Home Purchase Settlement Statement

You are welcome Smiley Happy

Catalyst V

Home Purchase Settlement Statement

" I am getting conflicting answers."

Actually, there's a reason for that. With the old HUD-1 closing statements, no two lenders filled them out the same and interpreted it "their way". With the new "settlement statement" forms it's actually gotten worse. There is no fixed format like with the HUD-1 closing statement. That makes for inconsistent terminology and convoluted math. For example, points are basically pre-paid interest on the mortgage and are deductible. But "origination charges" can include points, and other charges that may or may not be deductible. So if you think the HUD-1 was confusing before, it was a piece of cake compared to some of the so-called "simpler" settlement statements.

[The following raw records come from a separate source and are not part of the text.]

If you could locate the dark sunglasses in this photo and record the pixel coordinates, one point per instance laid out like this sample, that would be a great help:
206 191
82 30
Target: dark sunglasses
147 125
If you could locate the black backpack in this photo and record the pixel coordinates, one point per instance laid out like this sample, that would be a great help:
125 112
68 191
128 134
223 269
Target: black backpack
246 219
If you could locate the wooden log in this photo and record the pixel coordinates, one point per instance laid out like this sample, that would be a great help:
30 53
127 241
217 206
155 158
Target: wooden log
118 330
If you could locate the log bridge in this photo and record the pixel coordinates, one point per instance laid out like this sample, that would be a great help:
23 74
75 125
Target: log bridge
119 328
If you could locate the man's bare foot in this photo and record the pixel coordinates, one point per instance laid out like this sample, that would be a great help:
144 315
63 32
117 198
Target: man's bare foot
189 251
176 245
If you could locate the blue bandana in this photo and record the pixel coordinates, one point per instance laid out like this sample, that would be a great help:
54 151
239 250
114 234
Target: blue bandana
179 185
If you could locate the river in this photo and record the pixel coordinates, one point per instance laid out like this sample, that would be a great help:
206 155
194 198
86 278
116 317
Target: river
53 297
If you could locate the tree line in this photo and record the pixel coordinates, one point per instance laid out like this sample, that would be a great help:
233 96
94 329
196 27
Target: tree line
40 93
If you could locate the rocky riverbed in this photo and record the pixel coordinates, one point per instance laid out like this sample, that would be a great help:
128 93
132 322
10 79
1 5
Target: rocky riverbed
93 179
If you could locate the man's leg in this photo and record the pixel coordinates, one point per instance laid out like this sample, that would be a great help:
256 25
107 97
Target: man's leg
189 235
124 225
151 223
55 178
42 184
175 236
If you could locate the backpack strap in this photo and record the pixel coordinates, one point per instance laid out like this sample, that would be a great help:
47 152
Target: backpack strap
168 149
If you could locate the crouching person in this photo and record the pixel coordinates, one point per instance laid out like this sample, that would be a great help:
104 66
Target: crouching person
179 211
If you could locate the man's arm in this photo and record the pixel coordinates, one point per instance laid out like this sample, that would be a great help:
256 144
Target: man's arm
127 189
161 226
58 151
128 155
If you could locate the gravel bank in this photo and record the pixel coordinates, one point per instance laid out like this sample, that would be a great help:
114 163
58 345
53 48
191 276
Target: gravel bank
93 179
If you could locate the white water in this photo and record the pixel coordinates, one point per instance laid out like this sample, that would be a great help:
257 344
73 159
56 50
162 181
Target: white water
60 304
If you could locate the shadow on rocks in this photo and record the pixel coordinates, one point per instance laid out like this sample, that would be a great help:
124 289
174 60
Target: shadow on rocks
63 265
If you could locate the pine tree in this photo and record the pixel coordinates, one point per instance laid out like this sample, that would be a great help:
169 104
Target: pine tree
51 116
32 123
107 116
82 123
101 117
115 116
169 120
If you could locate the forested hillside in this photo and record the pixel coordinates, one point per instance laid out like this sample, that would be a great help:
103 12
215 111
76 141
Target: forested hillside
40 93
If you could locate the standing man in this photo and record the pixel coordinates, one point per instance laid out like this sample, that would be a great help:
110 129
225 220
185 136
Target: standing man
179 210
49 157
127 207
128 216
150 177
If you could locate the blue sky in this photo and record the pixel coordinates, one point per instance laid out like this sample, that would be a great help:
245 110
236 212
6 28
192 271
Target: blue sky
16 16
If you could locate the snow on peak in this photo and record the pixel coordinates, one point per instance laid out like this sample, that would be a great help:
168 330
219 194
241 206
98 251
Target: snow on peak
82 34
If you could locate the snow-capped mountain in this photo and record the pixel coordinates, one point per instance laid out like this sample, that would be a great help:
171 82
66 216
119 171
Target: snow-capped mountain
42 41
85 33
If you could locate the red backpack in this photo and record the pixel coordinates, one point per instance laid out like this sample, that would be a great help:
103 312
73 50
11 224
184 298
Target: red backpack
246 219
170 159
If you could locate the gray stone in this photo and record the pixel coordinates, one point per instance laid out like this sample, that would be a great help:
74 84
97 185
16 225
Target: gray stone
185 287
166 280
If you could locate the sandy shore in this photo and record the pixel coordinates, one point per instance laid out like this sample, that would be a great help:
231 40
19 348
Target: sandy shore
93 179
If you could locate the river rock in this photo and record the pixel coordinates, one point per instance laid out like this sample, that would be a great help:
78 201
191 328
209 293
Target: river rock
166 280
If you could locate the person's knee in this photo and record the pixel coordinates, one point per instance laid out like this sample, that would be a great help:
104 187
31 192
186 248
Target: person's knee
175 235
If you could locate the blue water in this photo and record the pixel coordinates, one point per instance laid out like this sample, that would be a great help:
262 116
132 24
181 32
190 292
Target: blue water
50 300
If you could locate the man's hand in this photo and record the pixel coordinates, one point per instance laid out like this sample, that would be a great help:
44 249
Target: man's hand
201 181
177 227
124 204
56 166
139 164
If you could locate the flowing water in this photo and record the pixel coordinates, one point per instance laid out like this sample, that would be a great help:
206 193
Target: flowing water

The industry changed the form with the supposed intent of making it easier and simpler to understand. It backfired. All that really needed to be done was to provide clearer guidance and definition of the existing HUD-1 forum to mortgage lenders, and require them to follow it in a more uniform and standardized manner.

With the new statement, it can be such a nightmare that you have to sit down with your loan officer and get clear definitions *in writing* of just exactly what each charge is and what it includes.  Otherwise if audited, the absurd vagueness of the new form leaves you at the mercy of what the IRS says it is.